BACKGROUND: Heart damage caused by cancer treatment can lead to heart failure, hospital admission, and death. Medications known as glucagon-like peptide-1 receptor agonists are widely used to treat type 2 diabetes with cardioprotective potentials. Whether these medications can reduce heart damage related to cancer therapy remains uncertain. This study aims to evaluate the association between glucagon-like peptide-1 receptor agonist use and the risk of heart damage in patients receiving cancer treatments.
METHODS: We conducted a retrospective cohort study using a large international real-world health records database from January 2017 to March 2025. Adult patients with cancer who received heart-damaging cancer therapies were included and grouped according to use of glucagon-like peptide-1 receptor agonists. Patients were carefully matched to ensure comparable baseline characteristics. Clinical outcomes over 12 months were analyzed using time-to-event statistical models, with additional subgroup and sensitivity analyses.

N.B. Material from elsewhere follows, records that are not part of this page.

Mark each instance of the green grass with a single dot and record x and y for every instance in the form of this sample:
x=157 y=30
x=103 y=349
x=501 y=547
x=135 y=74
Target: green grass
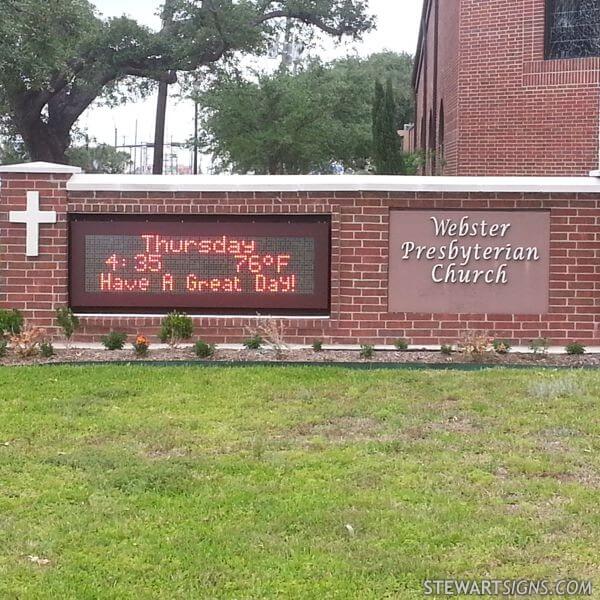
x=141 y=483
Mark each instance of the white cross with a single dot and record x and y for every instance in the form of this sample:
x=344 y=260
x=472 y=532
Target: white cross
x=32 y=218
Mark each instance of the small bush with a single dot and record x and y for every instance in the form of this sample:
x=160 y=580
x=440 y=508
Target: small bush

RESULTS: Here we show that use of glucagon-like peptide-1 receptor agonists is associated with a significantly lower risk of cancer therapy-related heart damage, death from any cause, hospital admission, blocked blood vessels, blood clots, and overall cardiovascular complications. The protective effects are most pronounced in women, younger patients, individuals with excess body weight, and those with type 2 diabetes. Benefits are observed across different cancer treatments and are particularly evident with anthracycline chemotherapy.
CONCLUSIONS: Glucagon-like peptide-1 receptor agonist use is associated with reduced heart damage during cancer treatment, suggesting a potential role for these medications in protecting cardiovascular health among cancer patients, especially those with type 2 diabetes.